1st drug to treat peanut allergies gets final FDA approval

The FDA has approved the first treatment for peanut allergies, Aimmune Therapeutics' drug called Palforzia. 

Palforzia, approved Jan. 31, is designed to treat peanut allergies by exposing patients to small amounts of peanut powder. 

Patients are started with a small dose of peanut powder, then gradually given higher doses for several months. Once they reach the highest level they can tolerate, they take that dose indefinitely to maintain a resistance against peanut powder. 

Palforzia is a capsule containing precise doses of peanut powder that patients break and mix into food. It's designed for children ages 4 to 17. 
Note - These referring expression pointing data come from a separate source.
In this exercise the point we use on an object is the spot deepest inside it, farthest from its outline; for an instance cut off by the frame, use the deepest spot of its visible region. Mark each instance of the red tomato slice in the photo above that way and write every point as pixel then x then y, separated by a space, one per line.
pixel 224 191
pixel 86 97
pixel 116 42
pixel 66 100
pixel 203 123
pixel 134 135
Peanut allergies affect about 1 million U.S. children, and only a fifth of them outgrow the allergy as they get older, according to Peter Marks, MD, PhD, director of the FDA’s Center for Biologics Evaluation and Research. 

In a clinical trial, about 67 percent of children who took Palforzia were able to tolerate at least two peanuts without having significant allergic symptoms, compared to 4 percent who received a placebo. 

Aimmune clarified that Palforzia isn't intended to allow patients to eat peanuts, but to reduce the risk of reactions if a patient is accidentally exposed to peanuts. Patients are still advised to avoid peanuts and carry EpiPens. 

Palforzia will cost $890 a month, or $10,680 a year, The Wall Street Journal reported. Roth Capital Research analyst Zegbeh Jallah told the Journal Palforzia will likely generate annual sales of $1 billion by 2026. 

However, critics worry the risk of severe allergic reactions associated with Palforzia aren't worth it. The Institute for Clinical and Economic Review said in a report released last July that Palforiza's overall  health benefits aren't better than simply avoiding peanuts, STAT reported. The risk of serious allergic reactions if the drug is not administered properly has worried some allergists and physicians.